Der Ausstieg von Bayern und Baden-Württemberg aus dem geplanten Nationalen Bildungsrat stößt auf deutliche Kritik der SPD. Der bildungspolitische Sprecher der SPD-Bundestagsfraktion, Oliver Kaczmarek, sagte am Montag im Südwestrundfunk, es handele sich hier um ein "Taktieren auf dem Rücken der Qualität des Bildungswesens". Er könne dies nicht nachvollziehen. Für das künftige Bildungsniveaus in Deutschland sei das "wirklich eine fatale Entwicklung".

Der bayerische Ministerpräsident Markus Söder (CSU) hatte am Sonntag mitgeteilt, dass sein Land bei dem Projekt nicht mehr mitmache. "Wir befürchten, dass am Ende ein Berliner Zentralabitur das Ziel ist, was eine Verschlechterung des Bildungsniveaus in Bayern bedeuten würde", sagte er zur Begründung im Bayerischen Rundfunk.

Die baden-württembergische Kultusministerin Susanne Eisenmann (CDU) begrüßte Söders Entscheidung. "Auch ich halte den Nationalen Bildungsrat für ein komplett überflüssiges Gremium, auf das man folgerichtig verzichten kann", erklärte sie. "Wir brauchen keine Vorgaben aus Berlin, sondern wir Länder sind stark genug, um selbst verbindliche und einheitliche Standards zu entwickeln." Eisenmann plädierte für einen "Länderstaatsvertrag für gute Bildung" anstelle des Bildungsrats.

"Gerade Bayern und das grün-schwarz regierte Baden-Württemberg haben in den vergangenen Monaten die Verhandlungen über die Ausgestaltung des Bildungsrates wirklich richtig blockiert", kritisierte Kaczmarek im SWR. "Offensichtlich gibt es in der Union keine gemeinsame Haltung zu zentralen Fragen des Koalitionsvertrages", in dem der Nationale Bildungsrat verabredet worden war.
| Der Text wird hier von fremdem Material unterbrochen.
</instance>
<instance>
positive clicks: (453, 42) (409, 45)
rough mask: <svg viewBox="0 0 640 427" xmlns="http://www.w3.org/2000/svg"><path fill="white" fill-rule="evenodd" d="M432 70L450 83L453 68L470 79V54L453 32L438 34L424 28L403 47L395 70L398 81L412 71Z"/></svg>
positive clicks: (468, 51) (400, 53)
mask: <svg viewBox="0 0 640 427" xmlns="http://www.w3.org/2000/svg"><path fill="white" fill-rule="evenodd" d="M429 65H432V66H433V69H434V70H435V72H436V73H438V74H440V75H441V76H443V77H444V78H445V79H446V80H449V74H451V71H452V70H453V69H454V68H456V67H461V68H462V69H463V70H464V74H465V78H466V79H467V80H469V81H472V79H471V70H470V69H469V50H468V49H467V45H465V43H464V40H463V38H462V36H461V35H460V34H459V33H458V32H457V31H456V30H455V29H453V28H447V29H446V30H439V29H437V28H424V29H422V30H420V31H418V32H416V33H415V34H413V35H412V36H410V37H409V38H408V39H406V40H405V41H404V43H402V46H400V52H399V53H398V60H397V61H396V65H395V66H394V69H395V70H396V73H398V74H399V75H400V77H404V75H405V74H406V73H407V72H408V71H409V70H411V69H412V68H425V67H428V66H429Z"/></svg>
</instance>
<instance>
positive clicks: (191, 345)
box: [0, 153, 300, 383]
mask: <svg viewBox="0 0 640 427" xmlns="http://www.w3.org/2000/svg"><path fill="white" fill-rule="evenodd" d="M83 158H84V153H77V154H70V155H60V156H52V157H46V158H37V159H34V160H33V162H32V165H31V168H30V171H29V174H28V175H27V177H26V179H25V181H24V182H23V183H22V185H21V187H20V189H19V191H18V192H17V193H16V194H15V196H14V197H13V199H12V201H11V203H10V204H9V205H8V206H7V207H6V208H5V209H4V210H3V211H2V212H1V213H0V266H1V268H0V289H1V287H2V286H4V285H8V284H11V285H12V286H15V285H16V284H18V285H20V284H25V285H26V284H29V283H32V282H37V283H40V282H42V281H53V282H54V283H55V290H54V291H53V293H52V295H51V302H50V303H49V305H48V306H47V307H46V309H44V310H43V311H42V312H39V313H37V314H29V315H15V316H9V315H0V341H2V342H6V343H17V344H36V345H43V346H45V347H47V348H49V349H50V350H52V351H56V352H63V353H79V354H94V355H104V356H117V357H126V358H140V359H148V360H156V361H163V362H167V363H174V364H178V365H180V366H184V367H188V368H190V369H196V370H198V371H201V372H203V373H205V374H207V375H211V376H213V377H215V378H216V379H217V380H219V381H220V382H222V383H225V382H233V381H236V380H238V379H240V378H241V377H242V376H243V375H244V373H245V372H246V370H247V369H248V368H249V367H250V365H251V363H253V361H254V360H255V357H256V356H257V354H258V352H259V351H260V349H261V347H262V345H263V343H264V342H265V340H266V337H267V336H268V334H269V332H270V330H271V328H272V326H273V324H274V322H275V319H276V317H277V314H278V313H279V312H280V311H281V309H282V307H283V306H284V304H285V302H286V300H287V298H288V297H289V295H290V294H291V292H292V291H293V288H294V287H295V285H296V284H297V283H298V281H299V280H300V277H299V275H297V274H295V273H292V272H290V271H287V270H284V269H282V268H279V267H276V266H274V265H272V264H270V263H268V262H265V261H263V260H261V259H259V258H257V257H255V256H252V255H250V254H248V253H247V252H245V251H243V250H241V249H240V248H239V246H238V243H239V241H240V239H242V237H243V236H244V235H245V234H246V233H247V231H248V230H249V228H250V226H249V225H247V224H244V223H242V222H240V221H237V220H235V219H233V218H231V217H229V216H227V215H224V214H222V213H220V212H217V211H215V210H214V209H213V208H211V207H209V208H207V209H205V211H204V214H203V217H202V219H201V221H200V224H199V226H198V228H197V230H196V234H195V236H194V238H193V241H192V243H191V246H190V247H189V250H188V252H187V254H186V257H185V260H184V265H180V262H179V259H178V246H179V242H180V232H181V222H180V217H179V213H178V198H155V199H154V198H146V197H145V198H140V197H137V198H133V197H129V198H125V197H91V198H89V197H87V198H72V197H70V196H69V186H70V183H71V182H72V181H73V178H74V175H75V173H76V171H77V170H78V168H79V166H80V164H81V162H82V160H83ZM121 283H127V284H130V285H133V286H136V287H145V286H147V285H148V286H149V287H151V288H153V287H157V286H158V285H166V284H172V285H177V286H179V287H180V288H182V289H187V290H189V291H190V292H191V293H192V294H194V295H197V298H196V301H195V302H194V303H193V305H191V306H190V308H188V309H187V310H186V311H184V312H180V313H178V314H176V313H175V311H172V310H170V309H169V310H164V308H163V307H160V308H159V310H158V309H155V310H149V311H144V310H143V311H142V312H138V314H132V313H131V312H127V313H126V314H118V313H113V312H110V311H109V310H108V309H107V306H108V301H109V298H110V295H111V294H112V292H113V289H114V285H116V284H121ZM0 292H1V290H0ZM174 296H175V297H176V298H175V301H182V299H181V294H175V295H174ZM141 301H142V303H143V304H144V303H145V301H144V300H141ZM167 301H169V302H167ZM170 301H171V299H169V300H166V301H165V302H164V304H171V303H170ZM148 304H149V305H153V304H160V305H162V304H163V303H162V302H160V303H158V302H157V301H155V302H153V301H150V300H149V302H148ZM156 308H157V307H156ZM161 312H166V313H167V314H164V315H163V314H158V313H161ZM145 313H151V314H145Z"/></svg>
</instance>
Der Bildungsrat soll länderübergreifend für eine bessere Vergleichbarkeit und gemeinsame Qualitätsstandards an Schulen sorgen. Bildungsministerin Anja Karliczek (CDU) erklärte am Sonntag nach Söders Äußerungen, die Länder müssten nun beraten, wie sie mit dem Projekt weiter umgehen wollten. Bildung sei eine der wichtigsten politischen Aufgaben.